Newsday caught up with Villafana who talked about her career, her life and the vaccine.
What was it like growing up in Trinidad?
I grew up in Trinidad and it really was obviously a wonderful experience to grow up on a Caribbean island in the 70s and 80s.
My love for science began with my schooling in TT, particularly when I went to high school at St Joseph’s Convent in Port of Spain. And I was really encouraged to follow my passion, follow science. And I did that all through high school and was supported in developing all of my interests in the scientific field from a very early age, both at home by my parents, but also at school.
When and how did your interest in the medical field begin?
I always had an interest in science, and when I went to college, learned so many new and different things especially in the biological sciences.

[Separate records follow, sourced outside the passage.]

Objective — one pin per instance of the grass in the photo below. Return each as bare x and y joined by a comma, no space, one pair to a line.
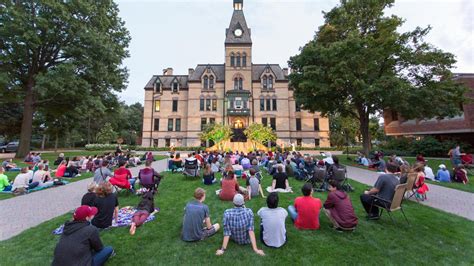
433,163
433,237
51,157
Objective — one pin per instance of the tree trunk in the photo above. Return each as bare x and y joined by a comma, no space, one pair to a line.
27,122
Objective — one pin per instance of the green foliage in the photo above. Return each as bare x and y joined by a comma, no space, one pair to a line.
107,134
258,133
358,65
218,133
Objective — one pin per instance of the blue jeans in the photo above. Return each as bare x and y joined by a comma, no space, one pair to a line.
99,258
292,212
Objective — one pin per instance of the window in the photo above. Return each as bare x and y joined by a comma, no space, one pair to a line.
214,104
206,82
273,123
232,60
316,124
270,82
298,123
177,126
211,82
297,106
175,86
238,60
175,105
157,105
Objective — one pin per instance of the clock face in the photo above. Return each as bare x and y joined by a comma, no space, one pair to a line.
238,32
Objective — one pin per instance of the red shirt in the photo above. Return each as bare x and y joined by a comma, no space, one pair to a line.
123,171
308,212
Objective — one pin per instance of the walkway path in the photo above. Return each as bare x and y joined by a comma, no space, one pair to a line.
21,213
446,199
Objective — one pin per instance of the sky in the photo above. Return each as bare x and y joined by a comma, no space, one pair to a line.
181,34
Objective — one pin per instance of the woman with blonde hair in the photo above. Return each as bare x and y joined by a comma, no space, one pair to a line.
107,204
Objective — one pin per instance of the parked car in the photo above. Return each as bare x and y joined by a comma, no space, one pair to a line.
9,147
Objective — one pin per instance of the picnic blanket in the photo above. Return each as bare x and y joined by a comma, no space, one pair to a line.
37,188
124,219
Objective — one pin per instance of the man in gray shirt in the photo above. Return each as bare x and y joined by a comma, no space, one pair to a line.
272,228
196,214
383,188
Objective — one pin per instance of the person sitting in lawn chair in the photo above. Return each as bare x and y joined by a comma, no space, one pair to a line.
149,178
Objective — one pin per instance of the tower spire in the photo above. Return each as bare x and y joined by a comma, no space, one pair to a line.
238,4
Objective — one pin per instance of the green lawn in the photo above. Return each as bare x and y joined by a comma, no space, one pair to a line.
433,237
52,157
433,163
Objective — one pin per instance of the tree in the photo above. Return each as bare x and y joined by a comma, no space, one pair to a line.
358,65
258,133
50,48
218,133
107,134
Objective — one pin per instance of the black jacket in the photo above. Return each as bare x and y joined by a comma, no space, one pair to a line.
78,241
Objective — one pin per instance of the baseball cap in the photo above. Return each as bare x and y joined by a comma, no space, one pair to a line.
239,200
83,212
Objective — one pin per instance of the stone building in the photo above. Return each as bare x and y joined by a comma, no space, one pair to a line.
460,127
237,92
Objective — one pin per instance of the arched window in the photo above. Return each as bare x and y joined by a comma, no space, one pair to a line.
206,82
211,82
238,60
232,60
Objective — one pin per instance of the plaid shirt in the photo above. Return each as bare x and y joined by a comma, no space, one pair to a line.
238,222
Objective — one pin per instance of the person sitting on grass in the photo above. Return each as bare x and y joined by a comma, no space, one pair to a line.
80,243
443,174
89,198
144,209
208,176
22,184
238,226
280,182
8,165
195,213
4,182
42,177
272,228
305,212
383,188
253,185
339,209
107,204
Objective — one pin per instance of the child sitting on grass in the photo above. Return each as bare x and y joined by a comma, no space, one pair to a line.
253,185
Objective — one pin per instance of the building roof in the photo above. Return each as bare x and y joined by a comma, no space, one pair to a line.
218,70
238,22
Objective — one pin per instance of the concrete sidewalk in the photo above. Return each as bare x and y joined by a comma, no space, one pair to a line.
446,199
21,213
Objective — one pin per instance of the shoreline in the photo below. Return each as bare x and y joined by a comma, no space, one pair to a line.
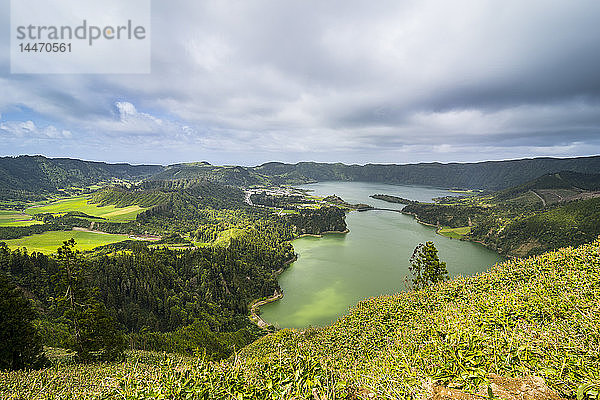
254,306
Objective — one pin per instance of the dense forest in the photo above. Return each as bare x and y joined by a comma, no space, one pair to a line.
177,300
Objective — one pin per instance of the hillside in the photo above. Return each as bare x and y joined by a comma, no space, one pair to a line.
228,175
552,211
556,187
35,177
538,316
492,175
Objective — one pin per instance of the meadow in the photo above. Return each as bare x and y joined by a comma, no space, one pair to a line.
81,204
538,316
48,242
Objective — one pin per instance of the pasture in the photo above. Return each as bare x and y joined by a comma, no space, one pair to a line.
16,218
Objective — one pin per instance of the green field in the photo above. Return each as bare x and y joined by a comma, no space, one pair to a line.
14,218
111,213
455,233
48,242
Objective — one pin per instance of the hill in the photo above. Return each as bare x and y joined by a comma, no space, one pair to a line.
529,317
35,177
228,175
552,211
492,175
556,187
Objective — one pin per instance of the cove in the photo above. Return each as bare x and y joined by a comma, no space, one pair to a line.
335,272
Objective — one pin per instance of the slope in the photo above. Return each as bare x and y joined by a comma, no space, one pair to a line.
34,177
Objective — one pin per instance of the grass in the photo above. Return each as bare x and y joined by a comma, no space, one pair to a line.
48,242
81,203
14,218
225,236
455,233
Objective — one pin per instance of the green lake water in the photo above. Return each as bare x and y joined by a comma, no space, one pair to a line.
335,272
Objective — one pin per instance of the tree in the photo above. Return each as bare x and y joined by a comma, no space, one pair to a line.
94,331
20,344
426,267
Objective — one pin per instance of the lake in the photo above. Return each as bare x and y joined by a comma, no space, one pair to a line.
335,272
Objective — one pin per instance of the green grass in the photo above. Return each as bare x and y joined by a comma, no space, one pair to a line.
81,203
538,316
14,218
455,233
225,236
48,242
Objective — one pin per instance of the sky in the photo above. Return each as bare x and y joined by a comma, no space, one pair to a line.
246,82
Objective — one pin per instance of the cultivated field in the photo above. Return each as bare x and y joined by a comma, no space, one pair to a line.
48,242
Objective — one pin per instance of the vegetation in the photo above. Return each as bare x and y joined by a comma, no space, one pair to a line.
20,344
48,242
426,267
491,175
94,334
547,213
393,199
33,178
85,206
537,316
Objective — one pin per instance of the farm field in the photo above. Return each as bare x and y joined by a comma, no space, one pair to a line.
14,218
48,242
80,203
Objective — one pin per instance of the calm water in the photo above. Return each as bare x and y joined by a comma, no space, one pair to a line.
335,272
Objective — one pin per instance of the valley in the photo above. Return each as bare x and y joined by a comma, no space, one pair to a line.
222,261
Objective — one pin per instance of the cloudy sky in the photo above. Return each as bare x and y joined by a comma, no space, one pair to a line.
249,81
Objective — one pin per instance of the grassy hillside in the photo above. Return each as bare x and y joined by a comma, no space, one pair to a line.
85,205
48,242
549,212
493,175
537,316
35,177
228,175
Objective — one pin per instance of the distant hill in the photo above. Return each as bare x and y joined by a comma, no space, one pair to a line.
491,175
556,187
33,177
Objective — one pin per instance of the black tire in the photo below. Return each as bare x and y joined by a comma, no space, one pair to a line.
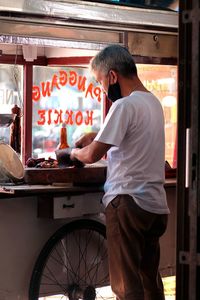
73,263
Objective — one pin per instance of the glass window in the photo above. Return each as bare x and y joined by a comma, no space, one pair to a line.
63,95
161,80
11,94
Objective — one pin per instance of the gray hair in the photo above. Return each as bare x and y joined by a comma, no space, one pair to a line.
114,57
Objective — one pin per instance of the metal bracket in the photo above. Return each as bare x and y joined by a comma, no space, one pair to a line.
185,258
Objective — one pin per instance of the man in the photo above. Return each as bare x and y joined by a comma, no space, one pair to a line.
135,201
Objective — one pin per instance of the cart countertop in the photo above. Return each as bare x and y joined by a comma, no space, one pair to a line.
35,189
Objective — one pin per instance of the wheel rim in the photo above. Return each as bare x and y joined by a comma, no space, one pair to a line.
76,266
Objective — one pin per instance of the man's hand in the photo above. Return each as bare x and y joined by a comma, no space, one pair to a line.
85,140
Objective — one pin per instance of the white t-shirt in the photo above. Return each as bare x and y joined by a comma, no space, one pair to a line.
134,126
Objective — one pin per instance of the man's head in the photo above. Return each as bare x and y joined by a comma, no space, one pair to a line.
109,66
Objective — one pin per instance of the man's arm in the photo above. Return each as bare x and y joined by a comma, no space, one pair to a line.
91,153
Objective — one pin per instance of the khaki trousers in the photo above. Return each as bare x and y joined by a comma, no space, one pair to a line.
133,250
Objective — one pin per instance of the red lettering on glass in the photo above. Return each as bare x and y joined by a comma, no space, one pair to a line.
79,118
89,117
89,91
49,116
36,93
69,120
63,77
46,91
72,78
42,120
54,82
59,116
81,83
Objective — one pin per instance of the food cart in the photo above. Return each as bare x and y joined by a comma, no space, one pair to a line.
52,222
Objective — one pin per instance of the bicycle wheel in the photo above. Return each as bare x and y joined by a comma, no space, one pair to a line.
73,263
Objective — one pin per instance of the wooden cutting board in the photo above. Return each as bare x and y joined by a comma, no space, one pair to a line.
78,176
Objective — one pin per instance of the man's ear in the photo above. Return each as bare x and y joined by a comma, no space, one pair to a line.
113,76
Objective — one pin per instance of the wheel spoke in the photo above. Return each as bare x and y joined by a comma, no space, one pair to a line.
73,263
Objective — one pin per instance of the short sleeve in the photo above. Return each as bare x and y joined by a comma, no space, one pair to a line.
115,125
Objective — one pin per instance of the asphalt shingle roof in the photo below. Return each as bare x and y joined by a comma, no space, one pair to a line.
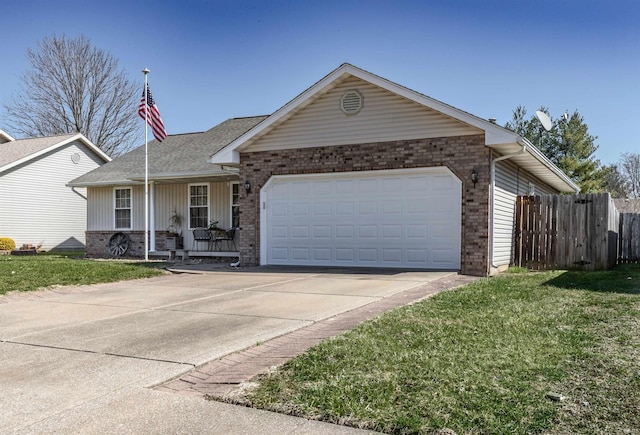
18,149
177,154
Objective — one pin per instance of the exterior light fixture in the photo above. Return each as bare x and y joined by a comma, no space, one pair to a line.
474,177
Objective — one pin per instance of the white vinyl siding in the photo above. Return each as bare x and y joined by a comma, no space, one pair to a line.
511,181
168,197
36,206
235,205
198,205
123,213
385,116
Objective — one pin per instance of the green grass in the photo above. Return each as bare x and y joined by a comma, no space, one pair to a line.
25,273
481,359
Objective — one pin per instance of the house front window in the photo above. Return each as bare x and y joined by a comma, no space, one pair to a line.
235,205
122,209
198,206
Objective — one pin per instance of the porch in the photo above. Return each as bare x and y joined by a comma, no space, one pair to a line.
100,244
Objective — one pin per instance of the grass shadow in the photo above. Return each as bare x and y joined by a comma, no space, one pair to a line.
624,279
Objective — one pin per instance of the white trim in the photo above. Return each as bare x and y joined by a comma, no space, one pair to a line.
208,185
57,145
495,135
113,208
6,136
231,184
263,195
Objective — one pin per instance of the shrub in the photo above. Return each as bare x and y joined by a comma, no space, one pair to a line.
7,244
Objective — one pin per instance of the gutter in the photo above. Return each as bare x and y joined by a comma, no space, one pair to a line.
522,143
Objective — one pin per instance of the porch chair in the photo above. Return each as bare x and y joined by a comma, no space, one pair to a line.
228,237
201,235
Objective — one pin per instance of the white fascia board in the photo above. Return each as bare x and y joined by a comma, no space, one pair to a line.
181,175
106,183
538,155
6,136
231,153
57,145
104,156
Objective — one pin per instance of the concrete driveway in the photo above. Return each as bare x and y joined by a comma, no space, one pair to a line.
84,359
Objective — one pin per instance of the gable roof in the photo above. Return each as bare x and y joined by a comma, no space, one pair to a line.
5,137
19,151
502,140
179,156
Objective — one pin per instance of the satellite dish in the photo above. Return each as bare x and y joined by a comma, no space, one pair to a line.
544,120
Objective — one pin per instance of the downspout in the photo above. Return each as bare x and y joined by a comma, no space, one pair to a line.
522,143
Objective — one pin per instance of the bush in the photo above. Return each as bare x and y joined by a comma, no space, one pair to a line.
7,244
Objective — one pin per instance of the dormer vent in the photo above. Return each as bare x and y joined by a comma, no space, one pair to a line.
351,102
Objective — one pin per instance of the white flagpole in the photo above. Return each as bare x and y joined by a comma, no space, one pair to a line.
146,168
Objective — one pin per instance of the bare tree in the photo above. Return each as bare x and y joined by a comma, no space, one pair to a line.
630,168
72,87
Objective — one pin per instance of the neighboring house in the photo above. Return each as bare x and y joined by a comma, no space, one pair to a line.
36,206
355,171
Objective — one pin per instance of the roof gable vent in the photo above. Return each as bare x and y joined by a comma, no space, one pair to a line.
351,102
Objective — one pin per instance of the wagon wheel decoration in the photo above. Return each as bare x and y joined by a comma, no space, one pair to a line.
118,244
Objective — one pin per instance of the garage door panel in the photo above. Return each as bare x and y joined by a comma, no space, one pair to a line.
364,219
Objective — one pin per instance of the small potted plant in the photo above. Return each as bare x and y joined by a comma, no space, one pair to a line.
174,240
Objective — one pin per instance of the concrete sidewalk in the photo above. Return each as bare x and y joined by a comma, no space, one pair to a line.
99,359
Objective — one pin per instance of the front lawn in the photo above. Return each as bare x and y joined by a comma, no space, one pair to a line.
24,273
552,352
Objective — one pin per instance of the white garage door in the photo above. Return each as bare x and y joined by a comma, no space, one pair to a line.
399,218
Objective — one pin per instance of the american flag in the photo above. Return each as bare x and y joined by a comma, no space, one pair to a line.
154,120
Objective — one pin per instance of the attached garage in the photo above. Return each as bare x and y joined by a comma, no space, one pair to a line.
405,218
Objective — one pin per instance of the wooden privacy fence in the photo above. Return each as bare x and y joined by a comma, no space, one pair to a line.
566,232
629,238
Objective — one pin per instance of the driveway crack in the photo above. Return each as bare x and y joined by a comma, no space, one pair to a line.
70,349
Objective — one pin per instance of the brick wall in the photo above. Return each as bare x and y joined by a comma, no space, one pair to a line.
460,154
97,242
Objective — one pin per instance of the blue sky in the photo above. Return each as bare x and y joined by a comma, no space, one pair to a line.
213,60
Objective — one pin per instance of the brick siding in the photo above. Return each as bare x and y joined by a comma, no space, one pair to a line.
97,242
460,154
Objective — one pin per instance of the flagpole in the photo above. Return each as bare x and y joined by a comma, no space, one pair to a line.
146,168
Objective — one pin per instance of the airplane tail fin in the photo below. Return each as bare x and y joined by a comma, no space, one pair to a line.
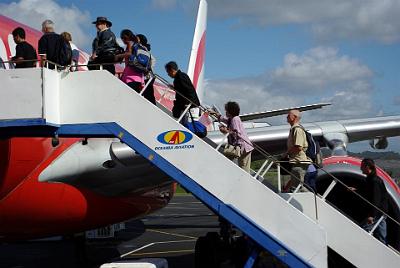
197,55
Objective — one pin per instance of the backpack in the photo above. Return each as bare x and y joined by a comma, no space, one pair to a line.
196,127
64,52
313,150
140,59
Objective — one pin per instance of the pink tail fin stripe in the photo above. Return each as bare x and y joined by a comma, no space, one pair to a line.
199,60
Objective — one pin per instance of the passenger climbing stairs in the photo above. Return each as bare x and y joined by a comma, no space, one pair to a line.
96,104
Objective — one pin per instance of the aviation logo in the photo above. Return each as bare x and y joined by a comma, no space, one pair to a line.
175,139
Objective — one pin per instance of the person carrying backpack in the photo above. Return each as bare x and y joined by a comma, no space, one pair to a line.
131,75
149,92
297,146
65,53
104,46
49,44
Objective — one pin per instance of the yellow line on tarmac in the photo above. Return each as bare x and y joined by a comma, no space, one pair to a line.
173,234
161,252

It really was as an undergraduate that I became more interested in the field of immunology. The field was blossoming at the time, particularly with the HIV pandemic, which helped to push the boundaries of science and what we understood about the immune system.
As an undergrad, I had the opportunity to study and work in a laboratory where we were learning about HIV and other retroviruses and where we were in the early stages of developing DNA vaccine technology.
How and why did you get involved in the field of immunology?
I was excited by my first classes as an undergrad and by my lab studies. When the time came to go to graduate school, I wanted to focus on immunology as my foundational area of expertise and training. During my training and in my career I have focused on how the immune system works both in states of health and disease and specifically in the fields of rheumatology and infectious disease.